Contributor(s): Bilal Chughtai
This lecture discusses emergent behaviour. Discussion surrounding emergent behaviour in AI Safety can sometimes be fairly speculative, so we ground our discussion with many examples and present some work on detecting emergent proxy gaming.
It is difficult to ensure the safety of models if we do not know what they are capable of. Consider a programming bot that suddenly learns how to access the internet and hack as the bot is scaled to more parameters or compute. This rise in performance could be dangerous. Unfortunately, recent work has shown cases like this to be fairly common. Let's look at some distinct kinds of emergent capability. Some of these are substantially more difficult to detect than others.
Some models possess quantitative capabilities that are hard to predict. For example, an adversarially trained MNIST model has it's accuracy discontinuously increase as it's capability scale increases.
Figure 1: MNIST classification accuracy suddenly increases as capacity is scaled.

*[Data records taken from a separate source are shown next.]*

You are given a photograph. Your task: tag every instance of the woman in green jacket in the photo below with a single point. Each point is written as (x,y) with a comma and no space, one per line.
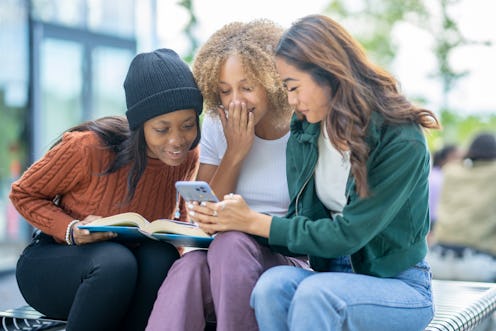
(368,258)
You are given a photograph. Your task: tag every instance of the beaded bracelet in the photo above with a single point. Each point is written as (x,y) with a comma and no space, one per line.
(69,236)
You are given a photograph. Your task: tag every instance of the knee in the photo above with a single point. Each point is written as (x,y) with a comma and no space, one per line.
(226,243)
(190,264)
(114,261)
(308,291)
(233,250)
(271,284)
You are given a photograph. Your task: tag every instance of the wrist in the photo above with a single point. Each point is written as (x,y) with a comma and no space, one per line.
(69,233)
(260,225)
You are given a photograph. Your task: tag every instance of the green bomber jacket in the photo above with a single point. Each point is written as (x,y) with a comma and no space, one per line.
(384,233)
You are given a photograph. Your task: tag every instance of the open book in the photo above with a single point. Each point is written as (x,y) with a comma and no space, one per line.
(133,226)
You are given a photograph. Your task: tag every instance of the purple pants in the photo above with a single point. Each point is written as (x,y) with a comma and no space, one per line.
(216,284)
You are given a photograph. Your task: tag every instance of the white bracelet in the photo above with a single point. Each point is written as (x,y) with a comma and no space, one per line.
(68,238)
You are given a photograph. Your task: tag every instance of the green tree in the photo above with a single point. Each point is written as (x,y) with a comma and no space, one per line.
(189,29)
(372,23)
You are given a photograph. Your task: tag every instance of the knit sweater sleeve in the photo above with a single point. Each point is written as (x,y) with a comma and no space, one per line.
(55,174)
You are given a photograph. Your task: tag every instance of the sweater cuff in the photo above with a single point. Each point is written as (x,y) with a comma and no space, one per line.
(279,230)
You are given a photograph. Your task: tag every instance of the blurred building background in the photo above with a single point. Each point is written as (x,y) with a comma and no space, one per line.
(61,62)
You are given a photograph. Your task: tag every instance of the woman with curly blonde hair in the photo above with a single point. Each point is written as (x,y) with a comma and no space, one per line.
(244,137)
(368,259)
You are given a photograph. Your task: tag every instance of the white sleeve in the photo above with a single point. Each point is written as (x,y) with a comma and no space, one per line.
(213,143)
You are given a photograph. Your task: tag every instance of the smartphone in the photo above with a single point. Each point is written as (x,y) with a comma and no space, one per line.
(195,191)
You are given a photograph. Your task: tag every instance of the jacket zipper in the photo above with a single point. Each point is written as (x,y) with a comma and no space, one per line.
(302,188)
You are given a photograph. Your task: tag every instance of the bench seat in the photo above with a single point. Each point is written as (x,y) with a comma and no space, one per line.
(459,306)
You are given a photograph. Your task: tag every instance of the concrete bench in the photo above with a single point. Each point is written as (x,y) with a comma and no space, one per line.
(459,306)
(462,305)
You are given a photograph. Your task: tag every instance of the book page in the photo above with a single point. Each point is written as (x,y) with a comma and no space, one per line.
(124,219)
(172,226)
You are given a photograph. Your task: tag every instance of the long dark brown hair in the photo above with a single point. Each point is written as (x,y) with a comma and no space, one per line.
(129,146)
(319,46)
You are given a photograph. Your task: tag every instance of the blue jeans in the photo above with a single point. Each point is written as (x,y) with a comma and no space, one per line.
(289,298)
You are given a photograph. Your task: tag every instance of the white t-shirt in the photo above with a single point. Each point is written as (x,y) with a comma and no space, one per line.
(331,174)
(262,180)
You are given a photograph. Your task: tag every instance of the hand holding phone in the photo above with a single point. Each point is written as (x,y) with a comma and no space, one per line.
(196,191)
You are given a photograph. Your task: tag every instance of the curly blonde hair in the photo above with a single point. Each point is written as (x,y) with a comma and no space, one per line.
(254,42)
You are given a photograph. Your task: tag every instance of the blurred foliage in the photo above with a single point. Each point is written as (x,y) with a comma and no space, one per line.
(189,29)
(373,22)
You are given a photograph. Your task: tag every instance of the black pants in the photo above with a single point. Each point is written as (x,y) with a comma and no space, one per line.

More problematically, some capabilities can be entirely unanticipated. Qualitatively distinct capabilities may spontaneously emerge, even if we do not train models to have these capabilities explicitly; a key step towards general intelligence. Large language models, such as GPT-3, are trained to predict the next token in a sequence of words. We see empirically that as the number of parameters are scaled these models become capable of performing tasks they were not explicitly trained on, including
- Three digit addition.
- Massive multitask language understanding: answering multiple choice questions on elementary mathematics, US history, computer science, law, and more.
- Program synthesis: writing code.
Figure 2: Large language models have untancipated spontaneously emergent capabilities as parameter count is scaled.
Sometimes, interpretable internal computation can emerge. Some self-supervised vision Transformers learn to use self-attention to segment images, even without explicit segmentation supervision. This can be seen by producing saliency maps thresholding the self-attention maps to retain 60% of the probability mass. This leads to worries about potentially dangerous internal latent knowledge models may have.
Figure 3: Self-supervised Vision Transformers learn to use self-attention to segment images without explicitly training on this task.
Grokking is a phenomenon by which emergent capabilities may result from scaling the number of optimization steps rather than model size. Model's undergo a phase transition, suddenly generalizing and sharply increasing validation accuracy, after initially only memorizing and overfitting to training data.
Figure 4: Grokking on a modular division task. Validation accuracy spontaneously increases after a certain number of optimization steps.
Recent interpretability work claims grokking is really all about phase changes. If one takes a task exhibiting phase changes, limits the data and regularises just enough such that the generalised solution is preferred over the memorised solution, we see grokking. Furthermore, grokking can be interpreted as the model interpolating smoothly between the memorising and generalising solution, and not just some random walk in the search space.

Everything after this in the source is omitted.